# Harvesting roaches.



## PhilinYuma (Mar 16, 2009)

Around last November, I bought a hundred plus lobster roaches, put them in a plastic sweater box, and have been trying hard not to deplete the colony of breeders by feeding them to the bigger mantids. Now the colony is in full swing, with proud mothers running around with huge egg sacs sticking out of their tails and babies gamboling in the substrate.

My question is, how do you separate the youngsters from the adults (a search didn't help)? I could get a sieve with a small enough grid to let only the babies through -- does anyone know what size that is? I don't think that the gardening people at Lowe's would help -- but how would you prevent them all from running helterskelter during the sieving process? I could scoop a few handfuls of substrate into a container with greased sides and sort them individually, but I'm hoping that someone can give me a simpler and faster method.

Help, please!


----------



## Katnapper (Mar 16, 2009)

Good question, Phil... I'm very interested in hearing "how to" tips on this subject as well!


----------



## dionae (Mar 16, 2009)

Hi Phil,

I have not used this method with roaches, but it seems to work well for crickets: You can get a large plastic plant pot (or whatever you have handy), drill lots of holes around the sides near the bottom. The holes should be slightly larger than the young nymphs, but will not let the adults out. Put this pot in a large sweater box to contain the young nymphs that crawls out of the pot. The roaches should sort themselves based on size. You can speed up this process by shining a spot light into the pot. The smaller roaches will try to hide away from the light and crawl through the holes, leaving the bigger roaches behind.

I hope that helps,

Dionae


----------



## PhilinYuma (Mar 16, 2009)

dionae said:


> Hi Phil,I have not used this method with roaches, but it seems to work well for crickets: You can get a large plastic plant pot (or whatever you have handy), drill lots of holes around the sides near the bottom. The holes should be slightly larger than the young nymphs, but will not let the adults out. Put this pot in a large sweater box to contain the young nymphs that crawls out of the pot. The roaches should sort themselves based on size. You can speed up this process by shining a spot light into the pot. The smaller roaches will try to hide away from the light and crawl through the holes, leaving the bigger roaches behind.
> 
> I hope that helps,
> 
> Dionae


Great idea!

What you describe sounds like a modified berlese funnel that folks use to get tiny arthropods out of humus and leaf debris. I had thought about it, but didn't go the extra distance that you did in creating yours. The only modification that I shall need to make is to use a plastic pot with Vaseline around the top so that the roaches don't climb up the sides.

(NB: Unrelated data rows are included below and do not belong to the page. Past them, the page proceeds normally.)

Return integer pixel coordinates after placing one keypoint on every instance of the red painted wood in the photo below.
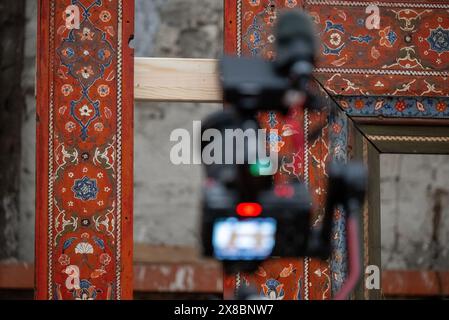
(84, 152)
(288, 279)
(403, 57)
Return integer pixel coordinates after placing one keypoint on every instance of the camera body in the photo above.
(275, 223)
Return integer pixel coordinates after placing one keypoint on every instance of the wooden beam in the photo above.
(176, 80)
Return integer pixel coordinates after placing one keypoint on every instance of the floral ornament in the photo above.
(103, 90)
(85, 111)
(99, 127)
(400, 105)
(273, 290)
(86, 291)
(85, 189)
(66, 89)
(291, 3)
(441, 106)
(254, 3)
(105, 259)
(105, 16)
(85, 72)
(86, 53)
(359, 104)
(439, 40)
(275, 142)
(335, 39)
(387, 37)
(84, 248)
(70, 126)
(64, 260)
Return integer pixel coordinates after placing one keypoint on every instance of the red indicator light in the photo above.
(249, 209)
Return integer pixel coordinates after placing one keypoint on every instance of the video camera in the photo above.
(246, 216)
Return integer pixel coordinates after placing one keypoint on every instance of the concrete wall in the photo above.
(415, 211)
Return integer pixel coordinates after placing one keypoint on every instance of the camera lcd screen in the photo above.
(251, 239)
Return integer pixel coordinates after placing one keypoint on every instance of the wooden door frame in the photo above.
(374, 137)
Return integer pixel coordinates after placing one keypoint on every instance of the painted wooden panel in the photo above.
(248, 31)
(84, 150)
(394, 48)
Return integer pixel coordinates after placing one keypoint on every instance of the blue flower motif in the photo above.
(392, 37)
(85, 189)
(439, 40)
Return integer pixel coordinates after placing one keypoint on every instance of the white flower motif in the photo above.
(84, 248)
(85, 111)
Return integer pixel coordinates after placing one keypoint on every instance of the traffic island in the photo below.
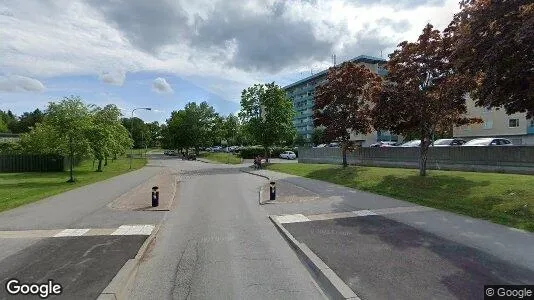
(380, 258)
(140, 197)
(286, 193)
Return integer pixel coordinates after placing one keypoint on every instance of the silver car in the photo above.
(482, 142)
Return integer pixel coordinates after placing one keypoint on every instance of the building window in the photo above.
(512, 123)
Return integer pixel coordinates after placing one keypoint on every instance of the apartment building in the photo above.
(302, 91)
(496, 123)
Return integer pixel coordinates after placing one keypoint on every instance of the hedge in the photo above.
(251, 152)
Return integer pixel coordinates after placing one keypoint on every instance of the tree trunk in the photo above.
(99, 166)
(344, 153)
(266, 154)
(423, 157)
(71, 179)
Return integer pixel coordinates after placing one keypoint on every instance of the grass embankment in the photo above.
(502, 198)
(17, 189)
(221, 157)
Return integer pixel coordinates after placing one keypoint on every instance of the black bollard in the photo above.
(272, 189)
(155, 196)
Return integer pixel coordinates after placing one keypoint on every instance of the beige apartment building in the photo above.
(496, 123)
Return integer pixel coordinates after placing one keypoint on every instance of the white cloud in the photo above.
(114, 77)
(160, 85)
(15, 83)
(74, 37)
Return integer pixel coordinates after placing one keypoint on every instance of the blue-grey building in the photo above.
(302, 91)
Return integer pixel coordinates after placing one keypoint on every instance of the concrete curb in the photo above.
(120, 284)
(332, 285)
(252, 173)
(260, 191)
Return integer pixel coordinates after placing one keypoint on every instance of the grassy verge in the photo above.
(17, 189)
(502, 198)
(221, 157)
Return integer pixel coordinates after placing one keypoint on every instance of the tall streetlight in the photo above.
(131, 129)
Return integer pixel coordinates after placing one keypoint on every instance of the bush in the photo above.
(251, 152)
(10, 148)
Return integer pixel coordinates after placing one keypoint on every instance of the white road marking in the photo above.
(357, 213)
(72, 232)
(364, 212)
(134, 230)
(292, 218)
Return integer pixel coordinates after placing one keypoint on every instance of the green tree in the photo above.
(3, 126)
(9, 119)
(137, 130)
(318, 136)
(230, 129)
(42, 140)
(26, 121)
(267, 114)
(493, 46)
(192, 127)
(300, 140)
(106, 134)
(69, 120)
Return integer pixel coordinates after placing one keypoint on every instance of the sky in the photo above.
(163, 54)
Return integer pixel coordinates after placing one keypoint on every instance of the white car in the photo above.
(488, 142)
(288, 155)
(412, 143)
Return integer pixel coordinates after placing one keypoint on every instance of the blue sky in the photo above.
(163, 54)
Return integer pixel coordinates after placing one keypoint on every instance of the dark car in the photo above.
(448, 142)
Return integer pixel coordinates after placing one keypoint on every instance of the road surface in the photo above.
(215, 242)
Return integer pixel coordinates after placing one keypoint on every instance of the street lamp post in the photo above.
(131, 133)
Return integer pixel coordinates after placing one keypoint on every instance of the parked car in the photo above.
(481, 142)
(448, 142)
(412, 143)
(384, 144)
(288, 155)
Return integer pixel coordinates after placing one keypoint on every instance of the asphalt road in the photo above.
(381, 258)
(83, 266)
(216, 242)
(219, 244)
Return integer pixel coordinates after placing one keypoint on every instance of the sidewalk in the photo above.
(387, 248)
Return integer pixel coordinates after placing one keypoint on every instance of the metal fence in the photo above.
(31, 163)
(510, 159)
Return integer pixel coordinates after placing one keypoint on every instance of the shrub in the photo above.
(251, 152)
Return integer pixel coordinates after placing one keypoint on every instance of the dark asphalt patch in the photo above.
(83, 266)
(380, 258)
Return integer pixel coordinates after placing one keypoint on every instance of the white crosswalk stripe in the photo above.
(292, 218)
(72, 232)
(134, 230)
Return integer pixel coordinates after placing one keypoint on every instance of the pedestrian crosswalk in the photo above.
(296, 218)
(134, 229)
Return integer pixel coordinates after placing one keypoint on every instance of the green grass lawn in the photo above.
(17, 189)
(502, 198)
(221, 157)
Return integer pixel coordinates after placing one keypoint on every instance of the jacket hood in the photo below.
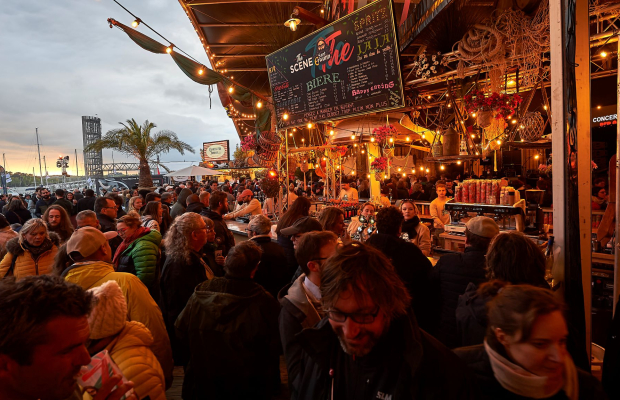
(183, 195)
(227, 298)
(87, 274)
(134, 334)
(14, 247)
(194, 207)
(212, 215)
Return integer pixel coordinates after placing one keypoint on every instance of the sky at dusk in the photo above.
(60, 61)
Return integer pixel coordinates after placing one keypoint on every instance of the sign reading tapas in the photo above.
(216, 151)
(347, 68)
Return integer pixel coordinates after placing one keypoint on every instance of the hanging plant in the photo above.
(501, 105)
(248, 143)
(383, 132)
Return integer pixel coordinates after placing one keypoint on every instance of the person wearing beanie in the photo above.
(454, 272)
(127, 342)
(246, 204)
(91, 266)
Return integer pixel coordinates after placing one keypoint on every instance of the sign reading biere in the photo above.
(347, 68)
(216, 151)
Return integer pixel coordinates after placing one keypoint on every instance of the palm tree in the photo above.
(135, 140)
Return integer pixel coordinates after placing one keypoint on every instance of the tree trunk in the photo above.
(146, 180)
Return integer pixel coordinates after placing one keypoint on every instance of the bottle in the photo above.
(549, 263)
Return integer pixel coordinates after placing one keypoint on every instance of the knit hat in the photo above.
(483, 226)
(109, 312)
(86, 241)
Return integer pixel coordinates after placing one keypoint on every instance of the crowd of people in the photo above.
(156, 278)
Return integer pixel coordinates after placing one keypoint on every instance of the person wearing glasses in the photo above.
(182, 271)
(301, 300)
(230, 330)
(370, 345)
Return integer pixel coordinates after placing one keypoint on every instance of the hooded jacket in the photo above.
(179, 207)
(406, 363)
(26, 264)
(230, 328)
(223, 236)
(141, 259)
(140, 305)
(131, 351)
(414, 269)
(453, 273)
(297, 313)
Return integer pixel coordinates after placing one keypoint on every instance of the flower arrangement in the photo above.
(248, 143)
(379, 164)
(381, 133)
(501, 105)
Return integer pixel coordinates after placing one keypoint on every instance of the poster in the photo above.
(214, 152)
(347, 68)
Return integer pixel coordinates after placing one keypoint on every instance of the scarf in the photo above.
(523, 383)
(141, 231)
(410, 226)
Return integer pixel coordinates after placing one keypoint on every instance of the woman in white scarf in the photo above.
(524, 353)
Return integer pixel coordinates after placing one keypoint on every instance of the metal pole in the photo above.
(77, 165)
(39, 151)
(4, 182)
(617, 235)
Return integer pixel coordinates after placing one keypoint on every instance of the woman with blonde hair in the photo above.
(32, 252)
(135, 204)
(416, 232)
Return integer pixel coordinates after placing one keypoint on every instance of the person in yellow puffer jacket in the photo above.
(127, 342)
(34, 250)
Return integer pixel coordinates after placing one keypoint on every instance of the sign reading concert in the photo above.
(216, 151)
(347, 68)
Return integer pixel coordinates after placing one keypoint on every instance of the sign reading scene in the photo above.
(347, 68)
(216, 151)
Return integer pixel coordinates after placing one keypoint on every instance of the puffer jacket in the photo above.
(141, 259)
(131, 351)
(140, 305)
(26, 264)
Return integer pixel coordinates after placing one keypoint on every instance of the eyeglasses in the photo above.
(360, 318)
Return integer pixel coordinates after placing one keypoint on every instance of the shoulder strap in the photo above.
(12, 267)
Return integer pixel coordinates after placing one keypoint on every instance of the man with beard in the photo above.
(43, 335)
(45, 201)
(370, 346)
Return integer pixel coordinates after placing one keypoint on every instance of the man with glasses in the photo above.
(301, 301)
(370, 346)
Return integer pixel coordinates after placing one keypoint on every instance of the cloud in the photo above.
(61, 61)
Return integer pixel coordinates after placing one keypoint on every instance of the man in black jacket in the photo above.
(301, 300)
(230, 328)
(272, 272)
(410, 263)
(369, 346)
(88, 202)
(218, 205)
(454, 272)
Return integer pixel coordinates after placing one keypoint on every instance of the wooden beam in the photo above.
(236, 55)
(247, 24)
(211, 2)
(239, 45)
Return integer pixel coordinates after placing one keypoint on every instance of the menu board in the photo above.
(347, 68)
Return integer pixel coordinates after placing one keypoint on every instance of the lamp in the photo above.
(292, 23)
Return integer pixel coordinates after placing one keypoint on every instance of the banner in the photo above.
(216, 151)
(347, 68)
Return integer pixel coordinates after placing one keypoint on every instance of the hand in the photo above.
(106, 393)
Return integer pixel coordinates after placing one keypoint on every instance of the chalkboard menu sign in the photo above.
(347, 68)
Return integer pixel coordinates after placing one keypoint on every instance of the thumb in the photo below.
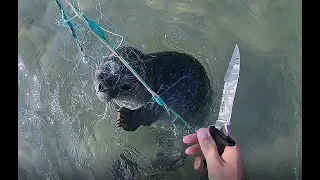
(208, 147)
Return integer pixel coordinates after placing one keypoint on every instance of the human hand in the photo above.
(228, 166)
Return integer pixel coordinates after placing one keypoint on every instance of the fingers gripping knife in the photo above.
(219, 131)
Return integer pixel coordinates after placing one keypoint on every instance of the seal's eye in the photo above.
(101, 88)
(125, 87)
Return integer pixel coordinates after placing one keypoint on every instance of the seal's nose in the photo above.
(109, 93)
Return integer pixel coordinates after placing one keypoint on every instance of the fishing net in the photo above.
(93, 41)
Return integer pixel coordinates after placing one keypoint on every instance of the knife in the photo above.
(219, 131)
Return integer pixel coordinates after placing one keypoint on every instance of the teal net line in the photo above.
(99, 32)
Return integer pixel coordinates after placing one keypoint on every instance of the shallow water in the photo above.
(65, 132)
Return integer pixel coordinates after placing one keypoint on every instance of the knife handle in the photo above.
(221, 139)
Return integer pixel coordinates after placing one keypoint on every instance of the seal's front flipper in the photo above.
(130, 120)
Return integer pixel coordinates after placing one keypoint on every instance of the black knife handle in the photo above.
(221, 141)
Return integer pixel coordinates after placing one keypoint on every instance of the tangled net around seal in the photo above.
(105, 38)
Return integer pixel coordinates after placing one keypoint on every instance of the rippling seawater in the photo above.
(65, 132)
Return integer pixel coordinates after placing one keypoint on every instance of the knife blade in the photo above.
(219, 131)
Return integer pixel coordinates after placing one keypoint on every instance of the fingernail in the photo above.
(203, 133)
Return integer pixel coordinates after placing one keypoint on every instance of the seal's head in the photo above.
(113, 81)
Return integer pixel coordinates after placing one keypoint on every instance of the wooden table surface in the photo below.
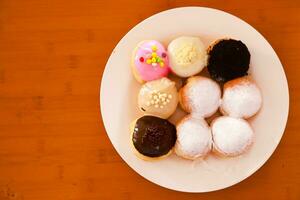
(52, 141)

I'll let you all know how it works, and Rick, no panty hose or sweater sleeves on this one, honest!

Katt: Race ya!


----------



## Katnapper (Mar 16, 2009)

PhilinYuma said:


> Great idea!Katt: Race ya!


 :lol: Right on time for my shopping expedition to get enclosures for roaches that are coming! Since I'll be buying containers anyway, I might get a smaller one to fit inside the main one for each species, and modify it with the holes. Thanks for the challenge, Phil... I needed a kick in the pants to get on this project before my roaches arrive and have no homes ready and waiting for them!  

Thank you so very much for the idea, Dionae! Sounds like it will work rather well.


----------



## Zephyr (Mar 16, 2009)

You could select particularly fat females and put them in isolation until they give birth.

Or you could use a deep sifter (with the sides slicked up so the larger roaches can't just crawl out )with slits large enough for the nymphs. I bought mine at a dollar store.


----------



## PhilinYuma (Mar 16, 2009)

Zephyr said:


> You could select particularly fat females and put them in isolation until they give birth.Or you could use a deep sifter (with the sides slicked up so the larger roaches can't just crawl out )with slits large enough for the nymphs. I bought mine at a dollar store.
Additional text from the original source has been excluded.